Mark Brown returned to the theme in his keynote (above) and then in the closing panel where Phil Hubbard (3 mins 20) and Mark Brown (11 mins 15) return to it with what may seem to be opposite interpretations: 
-the need to make CALL obsolete and 
-the importance of sustaining a healthy community. 
Having reflected on these views I see them actually being part of one and the same thing. 

Firstly, on obsolescence. I have often told my employers that e-learning is not about the e, it is about learning. The "e" perhaps helps them in their budget/targets, but it is unhelpful to practitioners. It encourages some to believe that "e" is an aspect of teaching or learning that is not for them but only for the technophiles. The CALL label can have the same effect. Our gatherings tend to unite folk with the same tech-leanings, we are dismissed by others as "tech evangelists". This conference identified that we should do more to clarify the pedagogy (not a word I am fond of, so maybe I should say "the approach to learning") which we adopt. 

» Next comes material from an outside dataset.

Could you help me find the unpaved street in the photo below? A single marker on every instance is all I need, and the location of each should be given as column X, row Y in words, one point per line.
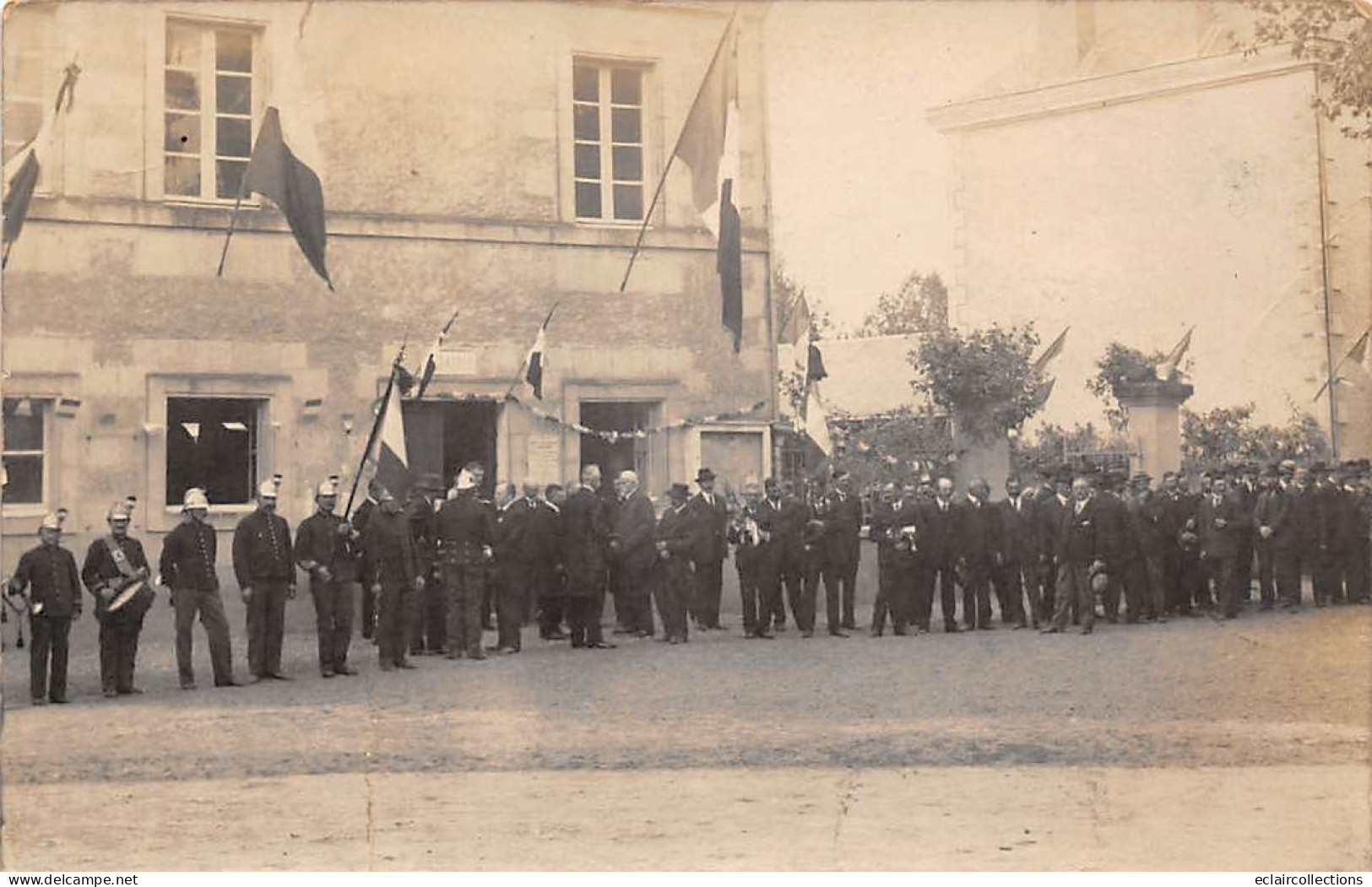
column 1191, row 744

Secondly on healthy professional communities. This is very close to my heart as I self-identify firstly as a teacher. Unsurprisingly perhaps as I have worked as a language teacher for over 30 years. I am worried about the institutions we are employed in, they have a disregard for the health of our teaching communities. I say that having co-researched the policies of HEIs looking for commitments to sustainable teaching. The publication was based on evidence from Australia but I also looked (where possible) at policies in the UK (most are not publically available if they even exist) and the same issue holds true. There is no clear commitment to supporting healthy teaching communities to underpin sustainable teaching in the future. Healthy communities need interaction, sharing, inclusive, open discussion. The ecological metaphor is totally relevant to the EuroCALL community which has seen innovation and should embrace it. The teaching community needs to be a living, breathing, evolving community of practice. This works best through open educational practice, locking people inside institutional systems only serves to suffocate the community, we need the fresh air of open educational practice to thrive.

During the conference I was able to watch Shona Whyte's presentation of research into teacher understanding of open educational practice and this clarified to me that teachers themselves are not really appreciating why #OEP or indeed what is #OEP. More work to do there on facilitating a more nuanced discussion with practitioners. All the time being aware of the monsters we are warned about in Mark Brown's keynote.